Archive for 2015

24.02.2015 Market Access News Comments Off on Press Release – China wheat & barley protocol

Press Release – China wheat & barley protocol

Coordinated industry approach wins China wheat and barley protocol
The Australian Grains industry can be assured of ongoing trade worth in the order of $0.5-1.0 billion annually with China for wheat and barley following the agreement this month between both governments for a new biosecurity protocol.
The protocol is critical for ongoing trade, and was the result of a coordinated approach by the grains industry working together with government to achieve results, according to the Grains Industry Market Access Forum (GIMAF).
GIMAF executive manager, Tony Russell, said that while country to country trade protocols on the surface are always agreements between governments, the industry plays a vital part in helping craft and support the content of such agreements through a major consultative process.
“This is an established protocol that normally rolls over every three years, however for the latest renewal China proposed additional quarantine considerations that required thorough examination and detailed industry planning to propose practical solutions,” Mr Russell said.
“Quarantine is an important trade issue because the rules between countries have to be sensible, scientifically based, effective and practically achievable – something that sounds simple, but in reality can be quite complex because issues, concerns and the science surrounding them can change over time.
“Dealing with issues like this is precisely why GIMAF was formed, because input is needed from right across the industry.
“Resolving the new wheat and barley protocol has been a long process involving numerous discussions between industry members and briefings with Department of Agriculture officials, all during the sensitive period when the China-Australia Free Trade Agreement was being negotiated.
“GIMAF has coordinated several industry forums involving exporters and growers over the period including the most recent one in Melbourne just prior to Christmas. Then earlier this month GIMAF coordinated an industry tour for Chinese quarantine officials to confirm first-hand their understanding of the Australian grain export chain, visiting research facilities, a typical farm, a country storage and delivery facility, and a bulk export terminal.
“We felt that thanks to the effort of all those involved with the tour, the delegation gained a strong appreciation of the industry’s coordinated approach to biosecurity matters – hence their willingness to initial the agreement during the visit, ahead of formal signing in April.
“GIMAF would like to place on record its appreciation for the efforts of Minister Joyce and the team within the Department of Agriculture for their work and positive cooperation with the industry on this issue,” Mr Russell said.
Further information: Tony Russell, executive manager, GIMAF ph 0419 890 669

See over for further information about GIMAF and exports to China

About GIMAF
GIMAF was established in 2011 by the grain industry to work together with the Australian government and its agencies to develop and implement international market access plans for the grains, fodder and seeds industries. Its members are the peak industry bodies: the Australia Grain Exporters Association, Australian Fodder Industry Association, Australian Oilseeds Federation, Australian Seeds Federation, Grain Producers Australia and Pulse Australia.
About wheat and barley trade with China
Australia has exported wheat and barley to China since the early 1960s and it remains one of the most important markets for Australian cereals.
Australian export statistics to China (source: ABARES and GIMAF)

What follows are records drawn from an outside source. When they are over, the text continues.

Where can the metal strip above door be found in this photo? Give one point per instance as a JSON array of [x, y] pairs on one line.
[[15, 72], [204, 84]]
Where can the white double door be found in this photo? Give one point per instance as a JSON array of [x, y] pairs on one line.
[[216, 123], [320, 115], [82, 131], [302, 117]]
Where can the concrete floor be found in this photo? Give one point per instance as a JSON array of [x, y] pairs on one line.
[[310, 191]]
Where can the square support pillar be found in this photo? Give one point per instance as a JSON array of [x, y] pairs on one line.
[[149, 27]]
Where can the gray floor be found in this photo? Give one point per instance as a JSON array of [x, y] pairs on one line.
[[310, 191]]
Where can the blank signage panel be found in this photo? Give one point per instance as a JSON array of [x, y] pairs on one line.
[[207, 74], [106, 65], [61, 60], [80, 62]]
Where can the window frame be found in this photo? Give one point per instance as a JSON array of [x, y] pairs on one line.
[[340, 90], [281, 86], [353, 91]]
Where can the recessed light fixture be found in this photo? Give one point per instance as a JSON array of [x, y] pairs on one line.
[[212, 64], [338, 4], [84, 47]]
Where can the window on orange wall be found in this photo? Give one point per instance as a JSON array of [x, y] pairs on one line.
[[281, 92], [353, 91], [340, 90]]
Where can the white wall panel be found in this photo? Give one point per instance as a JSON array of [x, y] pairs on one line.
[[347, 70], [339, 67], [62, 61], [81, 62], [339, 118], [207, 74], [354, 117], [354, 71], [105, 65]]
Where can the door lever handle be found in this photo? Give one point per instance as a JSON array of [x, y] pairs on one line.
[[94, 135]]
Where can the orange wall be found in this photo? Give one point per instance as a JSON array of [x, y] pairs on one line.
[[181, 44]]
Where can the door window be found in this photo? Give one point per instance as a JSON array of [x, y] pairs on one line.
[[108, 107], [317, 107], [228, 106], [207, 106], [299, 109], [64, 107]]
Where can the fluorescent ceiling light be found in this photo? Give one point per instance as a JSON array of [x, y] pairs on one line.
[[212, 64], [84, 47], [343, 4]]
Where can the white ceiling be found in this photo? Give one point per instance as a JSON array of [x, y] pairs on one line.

Quantity(tonnes) 2013 2014
Wheat 870,554 2,000,000
Malting Barley 1,053,174 1,000,000
Feed Barley 705,326 700,000

Value ($A) 2013 2014
Wheat $283,306,303 $700,000,000
Malting Barley $300,000,000 $280,000,000
Feed Barley $180,000,000 $160,000,000
Total $763,306,303 $1,140,000,000

18.02.2015 Market Access News Comments Off on New Wheat & Barley Protocol agreed with China

New Wheat & Barley Protocol agreed with China

The trade in wheat and barley from Australia to China is set to continue under a new protocol which will formally commence in April this year. Discussions for the new protocol have been on-going for over 12 months following concerns raised by Chinese quarantine agency AQSIQ about a number of weed seeds and pests in Australian cereal exports received in China.
AQSIQ has agreed to an Industry Management Plan under which shipments of wheat and barley to China will be executed in accordance with the requirements spelled out in the Department of Agriculture’s MICoR database. The outcome of the plan is to reduce the level of specified weed seeds and pests in shipments to China.
An import permit will also be required before exporters finalise contracts with Chinese buyers under the new protocol.
AQSIQ officials visited Australia in the first week of February this year to see first hand the critical control points that our industry has in the supply chain to manage weed seeds and pests from production through to shipment. The new protocol was initialled by Dr Zhao Hanqing from AQSIQ and Dr Vanessa Findlay from Department of Agriculture in Canberra and is scheduled for formal signing in Beijing in April this year.